In May 2007, Dr. Hilgers was invited to speak at a medical meeting in Krakow, Poland and met Dr. Piotr Klimas who became the country's first FertilityCare medical consultant who has championed in the new women's health science of NaProTechnology.
Currently, there are 22 medical consultants and 48 FertilityCare practitioners in Poland. These numbers are expected to increase because in the fall of 2012, the Institute will take its entire education program to Warsaw to train more FertilityCare practitioners, FertilityCare medical consultants and European FertilityCare Educators, who will then arrange for additional practitioner training programs throughout Europe.
This past September, renowned neonatologist Janusz Gazinowski of the Polish Society for Perinatal Medicine invited Dr. Hilgers to address the issue of premature birth linked to IVF in a debate with the leading proponent of in vitro fertilization (IVF) at the organization's conference. An estimated 400 doctors, mostly obstetrician-gynecologists attended. It was the first time a debate between NaProTechnology and IVF took place in a professional venue.

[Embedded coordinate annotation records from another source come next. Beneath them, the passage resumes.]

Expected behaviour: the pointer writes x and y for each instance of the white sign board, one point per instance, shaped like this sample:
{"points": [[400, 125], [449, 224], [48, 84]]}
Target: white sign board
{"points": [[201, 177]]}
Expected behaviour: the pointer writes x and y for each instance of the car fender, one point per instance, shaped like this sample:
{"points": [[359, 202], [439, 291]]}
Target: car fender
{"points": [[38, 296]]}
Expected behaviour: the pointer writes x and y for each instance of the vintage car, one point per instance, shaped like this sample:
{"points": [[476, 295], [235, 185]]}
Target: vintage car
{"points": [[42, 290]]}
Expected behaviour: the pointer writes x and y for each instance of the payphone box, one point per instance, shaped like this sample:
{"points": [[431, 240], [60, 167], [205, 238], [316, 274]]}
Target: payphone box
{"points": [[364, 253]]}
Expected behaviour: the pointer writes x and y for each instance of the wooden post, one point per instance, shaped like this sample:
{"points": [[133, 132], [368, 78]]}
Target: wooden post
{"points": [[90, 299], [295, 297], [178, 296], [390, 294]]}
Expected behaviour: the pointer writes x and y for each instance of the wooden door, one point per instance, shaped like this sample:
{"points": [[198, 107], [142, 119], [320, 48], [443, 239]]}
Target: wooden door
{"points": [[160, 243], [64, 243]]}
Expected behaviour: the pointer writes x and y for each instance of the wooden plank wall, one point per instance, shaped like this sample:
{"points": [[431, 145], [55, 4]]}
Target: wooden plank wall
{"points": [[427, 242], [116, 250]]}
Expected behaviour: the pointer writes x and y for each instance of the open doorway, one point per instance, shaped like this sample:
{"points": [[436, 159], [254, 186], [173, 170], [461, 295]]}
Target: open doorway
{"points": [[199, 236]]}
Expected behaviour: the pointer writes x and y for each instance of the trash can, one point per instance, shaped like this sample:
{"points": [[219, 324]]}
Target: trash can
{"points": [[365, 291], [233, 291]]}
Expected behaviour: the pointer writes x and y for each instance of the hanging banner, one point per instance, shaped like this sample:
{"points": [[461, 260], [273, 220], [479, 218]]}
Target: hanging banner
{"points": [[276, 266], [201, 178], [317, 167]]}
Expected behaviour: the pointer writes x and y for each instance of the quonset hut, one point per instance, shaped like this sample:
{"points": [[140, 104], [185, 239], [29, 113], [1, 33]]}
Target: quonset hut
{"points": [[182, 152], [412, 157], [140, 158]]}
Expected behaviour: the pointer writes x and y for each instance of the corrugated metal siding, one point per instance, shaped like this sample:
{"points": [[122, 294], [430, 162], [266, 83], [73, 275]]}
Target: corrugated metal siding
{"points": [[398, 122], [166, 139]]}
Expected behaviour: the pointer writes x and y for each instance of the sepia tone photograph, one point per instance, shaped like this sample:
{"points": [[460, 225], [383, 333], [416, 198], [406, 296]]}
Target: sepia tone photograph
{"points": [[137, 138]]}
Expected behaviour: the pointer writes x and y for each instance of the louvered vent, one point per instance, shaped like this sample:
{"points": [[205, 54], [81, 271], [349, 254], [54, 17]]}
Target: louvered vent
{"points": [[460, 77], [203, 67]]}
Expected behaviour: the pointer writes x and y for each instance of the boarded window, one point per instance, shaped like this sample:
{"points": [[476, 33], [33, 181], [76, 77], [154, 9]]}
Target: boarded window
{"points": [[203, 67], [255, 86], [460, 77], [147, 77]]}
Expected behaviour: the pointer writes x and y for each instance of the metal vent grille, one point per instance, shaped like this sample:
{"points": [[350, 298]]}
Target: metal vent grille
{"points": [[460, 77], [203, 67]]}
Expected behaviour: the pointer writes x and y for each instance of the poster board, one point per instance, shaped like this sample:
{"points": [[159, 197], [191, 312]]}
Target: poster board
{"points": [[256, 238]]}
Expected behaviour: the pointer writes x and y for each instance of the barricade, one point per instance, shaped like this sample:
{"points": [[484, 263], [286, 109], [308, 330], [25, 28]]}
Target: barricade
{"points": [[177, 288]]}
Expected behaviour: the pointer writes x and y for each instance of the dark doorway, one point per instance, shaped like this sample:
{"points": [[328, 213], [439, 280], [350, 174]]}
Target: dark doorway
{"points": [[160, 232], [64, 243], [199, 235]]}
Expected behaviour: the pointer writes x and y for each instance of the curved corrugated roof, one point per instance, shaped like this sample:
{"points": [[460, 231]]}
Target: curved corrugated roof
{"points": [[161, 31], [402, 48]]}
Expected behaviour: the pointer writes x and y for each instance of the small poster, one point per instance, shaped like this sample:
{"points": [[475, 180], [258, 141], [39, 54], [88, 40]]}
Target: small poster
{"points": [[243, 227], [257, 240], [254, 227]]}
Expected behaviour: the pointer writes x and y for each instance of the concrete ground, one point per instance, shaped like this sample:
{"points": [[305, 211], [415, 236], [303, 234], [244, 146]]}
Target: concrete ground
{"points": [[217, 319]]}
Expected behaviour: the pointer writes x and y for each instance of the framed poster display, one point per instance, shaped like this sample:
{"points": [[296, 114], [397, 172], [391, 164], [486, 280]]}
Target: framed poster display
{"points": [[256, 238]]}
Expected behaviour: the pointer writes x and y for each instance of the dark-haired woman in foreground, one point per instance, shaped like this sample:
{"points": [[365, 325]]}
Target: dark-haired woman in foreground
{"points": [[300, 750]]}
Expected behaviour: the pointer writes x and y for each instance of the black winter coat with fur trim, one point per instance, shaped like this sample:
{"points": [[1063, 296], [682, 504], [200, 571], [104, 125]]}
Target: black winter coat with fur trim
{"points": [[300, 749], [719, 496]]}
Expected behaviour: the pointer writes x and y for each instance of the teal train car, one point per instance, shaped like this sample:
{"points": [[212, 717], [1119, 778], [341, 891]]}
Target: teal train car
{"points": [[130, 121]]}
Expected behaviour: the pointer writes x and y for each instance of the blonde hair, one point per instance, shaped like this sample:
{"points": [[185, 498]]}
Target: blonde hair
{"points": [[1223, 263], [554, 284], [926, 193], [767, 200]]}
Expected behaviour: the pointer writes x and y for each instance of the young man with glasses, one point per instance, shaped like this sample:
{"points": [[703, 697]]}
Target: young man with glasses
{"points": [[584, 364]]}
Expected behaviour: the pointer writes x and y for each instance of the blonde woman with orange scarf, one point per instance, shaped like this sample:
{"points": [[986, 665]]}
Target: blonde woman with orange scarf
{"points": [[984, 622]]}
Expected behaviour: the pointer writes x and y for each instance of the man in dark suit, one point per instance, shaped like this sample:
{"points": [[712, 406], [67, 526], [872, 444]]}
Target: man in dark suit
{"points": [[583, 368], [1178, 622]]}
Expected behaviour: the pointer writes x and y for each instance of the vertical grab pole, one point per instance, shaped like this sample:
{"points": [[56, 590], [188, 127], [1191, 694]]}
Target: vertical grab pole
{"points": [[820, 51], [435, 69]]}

According to Dr. Hilgers, in Poland, NaPro Technology has offset the effort to approve government funding of IVF. Dr. Hilgers recently returned from Costa Rica to present NaPro Technology as an alternative medical approach to infertility to government officials and an international conference. Costa Rica is the only country in South America that has not legalized IVF and Costa Rica is resisting efforts to force a change in the law.
"No matter what the reason for initial interest in the Creighton Model FertilityCare System and NaPro Technology, we have built a structure for the program that can be replicated successfully around the world to promote a culture of life in medicine."
Dr. Hilgers believes the program's expansion comes from a growing recognition that mainstream medicine and its reliance upon techniques such as birth control, sterilization, IVF and abortion, have not been effective in treating the underlying problems of women. NaPro Technology presents morally acceptable reproductive health services for the problems women face by diagnosing the underlyingproblems and treating them.
"It took seven years for a baby to be born after the introduction of IVF in Poland," Dr. Hilgers said, "and only a year-and-a-half for the first Polish NaPro baby to be born."